Health Finance Section 5
Consolidation and market power:
H OSPITALS HAVE COME TO RECOGNIZE THAT BY consolidating their market power, they can force private insurers to accept higher prices.
And then he proposes that there are fewer restrictions on building new hospitals and an encouragement of medical tourism. Both are, in and of themselves, not bad ideas. Dean Baker would probably like them in that they are breaking the limited local monopolies of healthcare by making a metropolitan area based market into national markets. I’m not quite sure how closing the VA helps this problem. Opening the VA up to more prioirity groups or the general civilian population could give some additional competition in consolidated markets. Not a bad idea.
However, the obvious solution is also advanced in a more active federal regulatory role. This is a bit surprising in a good way:
The Universal Exchange Plan would beef up the hospital industry staff of the FTC, so that the agency could do more to challenge anticompetitive hospital mergers. Expanding staffing at a government agency may seem like a counterintuitive way to increase market competition, but antitrust litigation is an important, and underutilized, tool for combating anticompetitive hospital practices. Furthermore, the Plan would protect private-sector consumers from anticompetitive pricing practices by requiring hospitals in extremely concentrated markets— with an HHI above 4,000—to accept Medicare rates from the privately insured and uninsured. Rural communities, which naturally endure a less competitive hospital environment, might require a higher HHI threshold, such as 5,000.
Trust busting is a good thing.

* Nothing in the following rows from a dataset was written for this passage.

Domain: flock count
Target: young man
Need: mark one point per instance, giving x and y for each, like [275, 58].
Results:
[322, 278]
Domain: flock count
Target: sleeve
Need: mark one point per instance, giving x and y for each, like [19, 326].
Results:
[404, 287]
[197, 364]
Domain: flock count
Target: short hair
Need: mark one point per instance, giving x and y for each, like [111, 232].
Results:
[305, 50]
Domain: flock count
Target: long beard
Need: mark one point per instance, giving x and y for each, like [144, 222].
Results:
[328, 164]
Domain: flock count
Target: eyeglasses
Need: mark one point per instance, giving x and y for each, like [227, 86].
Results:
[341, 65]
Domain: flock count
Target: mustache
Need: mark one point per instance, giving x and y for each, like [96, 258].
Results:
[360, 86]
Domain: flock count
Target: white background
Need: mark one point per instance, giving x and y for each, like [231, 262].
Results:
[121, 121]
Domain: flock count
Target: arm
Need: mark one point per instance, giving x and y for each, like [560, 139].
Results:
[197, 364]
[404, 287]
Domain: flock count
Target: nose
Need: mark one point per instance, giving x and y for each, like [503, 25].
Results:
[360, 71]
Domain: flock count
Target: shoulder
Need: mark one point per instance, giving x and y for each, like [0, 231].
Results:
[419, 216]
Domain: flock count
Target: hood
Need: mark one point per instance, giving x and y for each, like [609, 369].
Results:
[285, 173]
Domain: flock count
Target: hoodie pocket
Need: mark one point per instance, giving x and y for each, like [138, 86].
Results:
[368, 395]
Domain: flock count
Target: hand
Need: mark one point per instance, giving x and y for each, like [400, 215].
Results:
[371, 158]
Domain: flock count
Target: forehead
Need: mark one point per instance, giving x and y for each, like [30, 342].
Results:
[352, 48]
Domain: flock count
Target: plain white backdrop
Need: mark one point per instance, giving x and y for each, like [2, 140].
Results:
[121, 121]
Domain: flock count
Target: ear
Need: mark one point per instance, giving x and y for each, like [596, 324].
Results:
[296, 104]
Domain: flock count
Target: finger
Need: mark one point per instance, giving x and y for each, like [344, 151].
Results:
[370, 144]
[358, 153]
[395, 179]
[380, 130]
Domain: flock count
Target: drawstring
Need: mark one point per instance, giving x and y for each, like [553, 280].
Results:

I would support this in half a second without seeking any other policy trades. I would anticipate liberals would have to give up quite a bit to conservatives to get an active anti-trust enforcement from the FTC on hospitals and key specialty groups.
Restrictions on malpractice torts:
The Universal Exchange Plan would cap malpractice damages for any patient receiving a federal subsidy through Medicare, Medicaid, exchange-based coverage, or other federal programs. Other forms of malpractice reform would properly remain the province of the states, due to states’ sovereignty on most issues of tort law.

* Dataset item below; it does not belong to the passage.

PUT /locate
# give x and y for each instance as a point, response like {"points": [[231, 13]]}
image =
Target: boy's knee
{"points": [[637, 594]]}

If you are poor or old, it doesn’t matter too much if the doctor screws up on you. The rest of his proposals are based on restricting access to the courts for people harmed by providers and limiting damages. We saw in Texas that these policies don’t lower malpractice insurance premiums but do lead to more suffering. The best way to lower malpractice insurance premiums is to reduce the number of incidents that are malpractice or in the fuzzy gray area. In my opinion, the creation of a national safe harbor that if a provider is following national best practices, they are safe, and if they are not, they are on the hook should lead to a strong incentive structure to move medicine away from folk art with idiosyncratic methodologies to a more rigourously defined process where standards of care are much closer to uniform nationally than a haphazard patch of one hospital preferring intensive interventions while the hospital the town over on the same patient with the same indicators goes to a wait and see approach.